車が売れなくなった自動車メーカーはどうなるのか、鉄が売れなくなった鉄鋼メーカーはどうすればいいのか――。富士フイルムホールディングスは2000年代前半、デジタル化の大波で写真フィルム市場が10分の1に急減するという本業消失の危機に直面していた。こうした中、経営トップに就任した古森重隆氏は、経営改革の大鉈を振るうとともに医療など新たな成長分野へのМ&Aを積極化。奇跡と称される事業構造転換を成し遂げた。

古森氏は有事に際して経営者がやるべきこととして4つの行動を説き、そして何よりも重要なのは「絶対に成功する」という気迫と勇気だと言い切る。大きな経営判断をいかにして行うのか、イノベーションを生み続ける組織はどうあるべきか、そして、将来の経営者を目指す人たちがいまから取り組むべき修練や教養など、古森氏がその独自の経営論を語り尽くした。

市場規模が10分の1に縮小
直面した本業喪失の危機

編集室(以下青文字):古森さんが社長に就任した2000年は、主力事業だったカラーフィルムなどの写真感光材料の売上げがピークの年でした。その後、デジタルカメラの普及とともに写真フィルム市場は急激に縮小することになったわけですが、そもそもデジタル化による危機を認識したのはいつからだったのでしょうか。

富士フイルムホールディングス 代表取締役会長・CEO 
古森重隆 SHIGETAKA KOMORI

1939年旧満州生まれ。東京大学経済学部卒業後、富士写真フイルム(現・富士フイルムホールディングス)に入社。主に印刷材料や記録メディアなどの部門を歩む。1996年富士フイルムヨーロッパ社長、2000年代表取締役社長・COOを経て、2003年に代表取締役社長・CEOに就任。液晶ディスプレー材料や医療機器などの成長分野に注力し、業績をV字回復させた。

古森(以下略):デジタル化の時代が来るというのは、すでに1980年頃から業界内でささやかれていました。当社ではすでに70年代からR&D投資を始めており、88年には世界初のフルデジタルカメラを開発、98年には他社に先駆けて銀塩フィルムの画質に匹敵する150万画素のコンパクト・デジタルカメラを発売しました。
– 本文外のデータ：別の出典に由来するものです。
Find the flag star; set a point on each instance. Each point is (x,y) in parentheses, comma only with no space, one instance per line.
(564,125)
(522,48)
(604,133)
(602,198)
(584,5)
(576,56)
 その後、他メーカーも新商品をどんどん出し始めましたが、2002年頃まではデジタルカメラでは当社がトップを維持していました。しかし、デジタルカメラの市場は、写真フィルムの市場と異なり、競合ひしめく価格競争の激しい業界です。デジタル製品だけでは、写真フィルムで得ていた利益を確保できないことは明らかでした。そして、写真フィルム需要が予想以上の凄まじいスピードで縮小していることが次第に明らかになってきました。ついには年率20~30%もの減少となり、2000年からわずか10年で市場規模は10分の1にまで縮小したのです。想像以上の落ち込みにより、いまのままでは駄目になると思いました。

 相当な危機感を持ったということですか。

 危機感というよりも強烈な使命感ですね。ただ目の前にある状況に対して全力を尽くそうという前向きな気持ちでした。

有事に経営者が
取るべき4つの行動

 こうした中で2003年にはCEOに就任し、古森さんがトップとして改革に乗り出します。有事に際し、経営者がやるべきこととして「読む」「構想する」「伝える」「実行する」の4つを主張されていますね。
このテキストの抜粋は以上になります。